While there are extraordinarily important issues to reckon with--ending this catastrophic war and devising a sane national security policy, providing universal health care, and repairing the gutted social compact--fixing our air travel system may be one of the most potent political issues of our time.

An outdated air traffic control system, flight routes from the 1950's, and air traffic controllers retiring more quickly than they can be replaced while the Bush Administration plays hardball on a new contract and imposes work rules-- these are just some of the issues that have led to the airline "industry post[ing] its worst on-time performance since it began collecting comparable statistics in 1995."

Roughly 25 percent of domestic flights run late. And now--with 27 million passengers expected to travel over Thanksgiving and the public taking matters into its own hands with the air passenger bill of rights movement--President Bush has attempted to "solve" the problem with a little sleight-of-hand and a PR effort.

To much fanfare, Bush has opened up restricted military airspace off of the East Coast to create a "Thanksgiving express lane for congested traffic."

But the Bush Administration fails to mention that opening up military airspace is already routine. According to the Washington Post, "Such arrangements are not new. The FAA coordinates daily with the Defense Department and seeks same-day clearance to use military airspace if, for example, weather conditions are better in the military's part of the sky."

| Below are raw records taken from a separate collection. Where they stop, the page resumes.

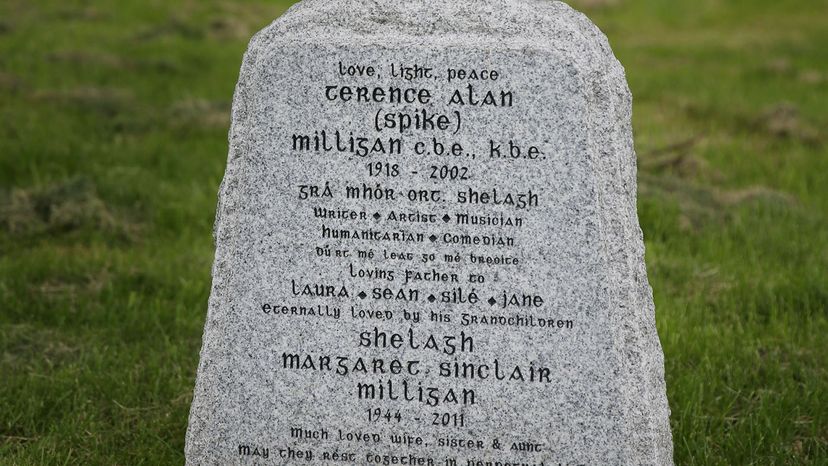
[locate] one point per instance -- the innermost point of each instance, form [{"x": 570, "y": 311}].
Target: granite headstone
[{"x": 427, "y": 246}]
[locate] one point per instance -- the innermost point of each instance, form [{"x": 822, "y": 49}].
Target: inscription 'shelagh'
[{"x": 427, "y": 248}]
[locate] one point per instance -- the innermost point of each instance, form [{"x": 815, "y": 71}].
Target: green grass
[{"x": 113, "y": 123}]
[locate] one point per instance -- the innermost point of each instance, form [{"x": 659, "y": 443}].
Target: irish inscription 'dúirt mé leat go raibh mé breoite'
[{"x": 427, "y": 250}]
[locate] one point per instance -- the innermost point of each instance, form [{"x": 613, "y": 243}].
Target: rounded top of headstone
[
  {"x": 527, "y": 25},
  {"x": 392, "y": 19}
]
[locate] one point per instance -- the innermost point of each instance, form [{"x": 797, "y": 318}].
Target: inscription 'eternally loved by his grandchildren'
[{"x": 427, "y": 249}]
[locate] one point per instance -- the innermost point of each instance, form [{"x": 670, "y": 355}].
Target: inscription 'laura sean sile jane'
[{"x": 427, "y": 246}]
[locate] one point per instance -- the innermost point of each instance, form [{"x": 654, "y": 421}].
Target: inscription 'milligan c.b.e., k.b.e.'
[{"x": 427, "y": 247}]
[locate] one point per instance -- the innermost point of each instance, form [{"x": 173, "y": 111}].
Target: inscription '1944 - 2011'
[{"x": 427, "y": 250}]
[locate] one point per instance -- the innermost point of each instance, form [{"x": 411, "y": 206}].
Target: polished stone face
[{"x": 427, "y": 247}]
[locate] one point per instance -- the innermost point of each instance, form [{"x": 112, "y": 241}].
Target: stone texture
[{"x": 580, "y": 248}]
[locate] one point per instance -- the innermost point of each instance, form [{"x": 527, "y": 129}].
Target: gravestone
[{"x": 427, "y": 246}]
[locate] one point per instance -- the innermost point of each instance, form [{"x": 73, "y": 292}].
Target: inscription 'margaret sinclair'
[{"x": 427, "y": 249}]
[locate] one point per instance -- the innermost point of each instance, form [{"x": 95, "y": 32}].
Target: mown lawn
[{"x": 113, "y": 123}]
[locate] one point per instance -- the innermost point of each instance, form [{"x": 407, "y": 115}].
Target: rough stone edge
[{"x": 654, "y": 387}]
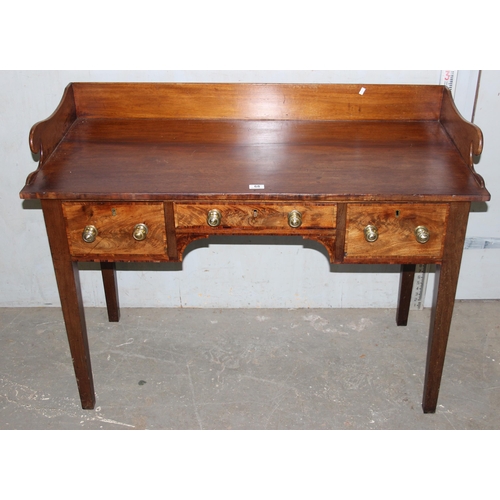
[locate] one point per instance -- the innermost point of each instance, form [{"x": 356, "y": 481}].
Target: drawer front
[
  {"x": 115, "y": 225},
  {"x": 260, "y": 216},
  {"x": 393, "y": 231}
]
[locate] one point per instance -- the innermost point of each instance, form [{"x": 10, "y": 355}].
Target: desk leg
[
  {"x": 443, "y": 302},
  {"x": 108, "y": 270},
  {"x": 405, "y": 289},
  {"x": 68, "y": 283}
]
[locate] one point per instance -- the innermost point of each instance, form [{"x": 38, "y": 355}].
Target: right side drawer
[{"x": 391, "y": 232}]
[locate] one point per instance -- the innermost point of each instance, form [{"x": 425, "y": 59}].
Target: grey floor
[{"x": 250, "y": 369}]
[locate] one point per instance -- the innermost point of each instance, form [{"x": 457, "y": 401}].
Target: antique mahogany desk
[{"x": 376, "y": 173}]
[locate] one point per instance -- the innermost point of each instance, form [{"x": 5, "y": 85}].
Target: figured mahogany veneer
[
  {"x": 338, "y": 158},
  {"x": 396, "y": 225},
  {"x": 115, "y": 223}
]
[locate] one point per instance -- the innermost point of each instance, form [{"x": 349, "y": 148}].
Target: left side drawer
[{"x": 116, "y": 231}]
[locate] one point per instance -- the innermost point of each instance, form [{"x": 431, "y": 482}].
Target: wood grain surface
[
  {"x": 396, "y": 224},
  {"x": 115, "y": 224}
]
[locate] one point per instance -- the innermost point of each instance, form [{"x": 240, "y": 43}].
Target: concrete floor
[{"x": 250, "y": 369}]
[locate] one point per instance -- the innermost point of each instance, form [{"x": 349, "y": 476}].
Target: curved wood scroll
[
  {"x": 466, "y": 136},
  {"x": 47, "y": 134}
]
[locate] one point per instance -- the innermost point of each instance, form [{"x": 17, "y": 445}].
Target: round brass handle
[
  {"x": 294, "y": 218},
  {"x": 140, "y": 232},
  {"x": 371, "y": 233},
  {"x": 422, "y": 234},
  {"x": 214, "y": 217},
  {"x": 89, "y": 234}
]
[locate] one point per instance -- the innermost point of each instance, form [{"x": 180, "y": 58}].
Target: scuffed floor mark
[
  {"x": 26, "y": 398},
  {"x": 360, "y": 325}
]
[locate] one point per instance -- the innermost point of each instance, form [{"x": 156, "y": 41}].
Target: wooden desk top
[{"x": 412, "y": 145}]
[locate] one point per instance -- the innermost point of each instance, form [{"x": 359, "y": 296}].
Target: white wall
[{"x": 265, "y": 272}]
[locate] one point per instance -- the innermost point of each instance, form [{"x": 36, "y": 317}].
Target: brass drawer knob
[
  {"x": 214, "y": 217},
  {"x": 294, "y": 218},
  {"x": 89, "y": 234},
  {"x": 422, "y": 234},
  {"x": 371, "y": 233},
  {"x": 140, "y": 232}
]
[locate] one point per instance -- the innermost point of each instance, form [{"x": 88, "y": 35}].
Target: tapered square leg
[
  {"x": 443, "y": 302},
  {"x": 68, "y": 283}
]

Susan Gurley, executive director of the Association of Corporate Travel Executives, told the New York Times Bush's move is like "putting a Band-Aid on a broken arm." And airline industry forecaster, Michael Boyd, said, "What's all this rah-rah about the holiday season? What's changed? We're just going to stagger on the way we've been doing for the past year, vulnerable to any glitch in the system, vulnerable to any weather issues."

After the collapse of the I-35W Bridge in Minneapolis I wrote about how our eroding public infrastructure demanded a real public investment agenda (just as I had called for when the levees broke in New Orleans). The antiquated air traffic system is a key part of that agenda. Now the alarms are ringing loudly on that front. So what can be done?

Experts agree that a new satellite-based navigation system is needed to "allow planes to abandon the highway maps and fly freely since a computerized system can check for conflicting flight paths." According to Boyd, airlines are currently limited to using approximately 3 percent of the sky. But that system--called NextGen for Next Generation Air Transportation System--is expected to cost up to $22 billion (less than two months in Iraq and Afghanistan) and won't be ready until 2025. Who's going to pay for it?

What is happening in the air is a microcosm of what's happening on the ground with the hedge funders. When it comes to the air traffic control system, private jet owners "incur 16 percent of the costs but pay only 3 percent." And just as hedge funders sent their lobbyists to Congress to defeat the effort for a saner tax system, so too are these tourists in corporate jets fighting to hang on to their unjust privilege of using the skies on the cheap.